La seconda rivoluzione ha investito i singoli prodotti del viaggio. L’avvento delle OTA ha digitalizzato ogni elemento separatamente: Booking.com per gli hotel, GetYourGuide, Civitatis e Musement per le escursioni e le esperienze, Airbnb per gli alloggi alternativi. Chiunque avesse un prodotto da vendere è diventato potenzialmente raggiungibile da qualunque angolo del mondo.

Il turismo disaggregato e la perdita di valore dei territori

Ma questa efficienza ha avuto un costo nascosto: la disaggregazione. Il viaggio è stato smontato nei suoi componenti, distribuito su piattaforme diverse, ottimizzato per il click e per la conversione. L’hotel su una scheda. L’escursione su un’altra. Il transfer su un’altra ancora. Ogni elemento perfettamente digitale, ma slegato dagli altri — e soprattutto slegato dal luogo che li teneva insieme.

La destinazione ha perso la sua anima. È diventata uno sfondo intercambiabile, un campo di ricerca, una variabile geografica in un algoritmo di ranking. Il patrimonio culturale, l’identità dei luoghi, la connessione autentica tra esperienze: tutto ciò che rende un viaggio memorabile è rimasto fuori dalla logica delle piattaforme, perché non si presta ad essere disaggregato e messo a catalogo.

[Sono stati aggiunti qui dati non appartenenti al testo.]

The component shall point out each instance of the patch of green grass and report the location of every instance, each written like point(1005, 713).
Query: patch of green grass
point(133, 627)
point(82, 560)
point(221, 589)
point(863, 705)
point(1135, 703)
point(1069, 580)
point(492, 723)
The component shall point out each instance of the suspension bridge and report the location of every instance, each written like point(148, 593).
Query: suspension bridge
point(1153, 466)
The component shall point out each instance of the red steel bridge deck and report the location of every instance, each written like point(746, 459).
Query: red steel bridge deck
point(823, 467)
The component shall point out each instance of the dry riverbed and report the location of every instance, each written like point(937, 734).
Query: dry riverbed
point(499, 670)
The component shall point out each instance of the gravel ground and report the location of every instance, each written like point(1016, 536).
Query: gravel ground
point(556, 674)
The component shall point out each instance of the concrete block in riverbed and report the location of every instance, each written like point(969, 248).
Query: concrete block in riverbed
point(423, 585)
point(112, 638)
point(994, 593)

Entrambe le rivoluzioni hanno creato efficienza. Ma entrambe hanno concentrato potere e margini in poche piattaforme globali, estraendo valore dai territori senza restituirlo. E hanno lasciato irrisolto il problema più importante: come si vende una destinazione nella sua interezza, con la sua identità, la sua autenticità, la sua capacità di creare un’esperienza che non si trova altrove?

La terza rivoluzione digitale del turismo

Oggi siamo agli inizi della terza ondata. E questa riguarda qualcosa di più complesso, più ricco e più strategico: la destinazione nella sua interezza.

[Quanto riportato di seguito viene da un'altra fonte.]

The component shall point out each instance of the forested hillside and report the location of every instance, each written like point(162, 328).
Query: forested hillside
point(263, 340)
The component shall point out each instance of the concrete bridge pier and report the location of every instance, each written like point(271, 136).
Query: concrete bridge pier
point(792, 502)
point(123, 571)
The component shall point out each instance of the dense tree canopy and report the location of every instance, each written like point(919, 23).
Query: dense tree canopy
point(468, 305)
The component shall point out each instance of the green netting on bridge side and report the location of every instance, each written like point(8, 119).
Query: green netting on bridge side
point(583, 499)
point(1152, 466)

Non più il singolo volo. Non più il singolo hotel. Ma il territorio come sistema integrato di esperienze, contenuti, identità e valore economico distribuito.

La destinazione come fondamento, non come sfondo

La domanda che ha guidato il lavoro di Destination Italia Group negli ultimi anni è apparentemente semplice: perché un viaggiatore che sceglie una destinazione — diciamo la Sicilia interna, le Marche, il Salento meno conosciuto — finisce per “perderla” dentro una OTA che la riduce a una lista di hotel ordinati per prezzo?

La risposta è tecnica prima ancora che commerciale. Le grandi piattaforme digitali sono state costruite attorno al singolo prodotto: il volo, la camera, il transfer. La destinazione è sempre stata uno sfondo, un campo di ricerca, non l’oggetto del valore. Le architetture tecnologiche esistenti replicano questa logica.

L’approccio che abbiamo sviluppato con Hubcore.ai — la piattaforma tecnologica proprietaria del Gruppo — parte da un’ipotesi diversa: il territorio deve essere il punto di partenza, non la somma degli asset che contiene.

Questo significa costruire un’offerta digitale integrata del territorio: un archivio unificato e strutturato di attrattori, alloggi, esperienze ed eventi di una destinazione, normalizzato e deduplicato, pronto per essere composto in proposte di valore. Non una lista di fornitori. Un ecosistema di contenuti con un’identità coerente.

Sopra questo archivio, la piattaforma permette di costruire prodotti turistici in due modalità complementari. I Viaggi Smart sono framework territoriali pre-costruiti dall’ufficio prodotto locale: garantiscono l’identità della destinazione e possono essere personalizzati dal cliente finale su date, strutture ed esperienze. Il TripBuilder è lo strumento per gli operatori che costruiscono itinerari completamente su misura, assemblando liberamente tutti i servizi disponibili nel magazzino digitale — con una riduzione stimata del 90% dei tempi di creazione rispetto ai processi manuali tradizionali.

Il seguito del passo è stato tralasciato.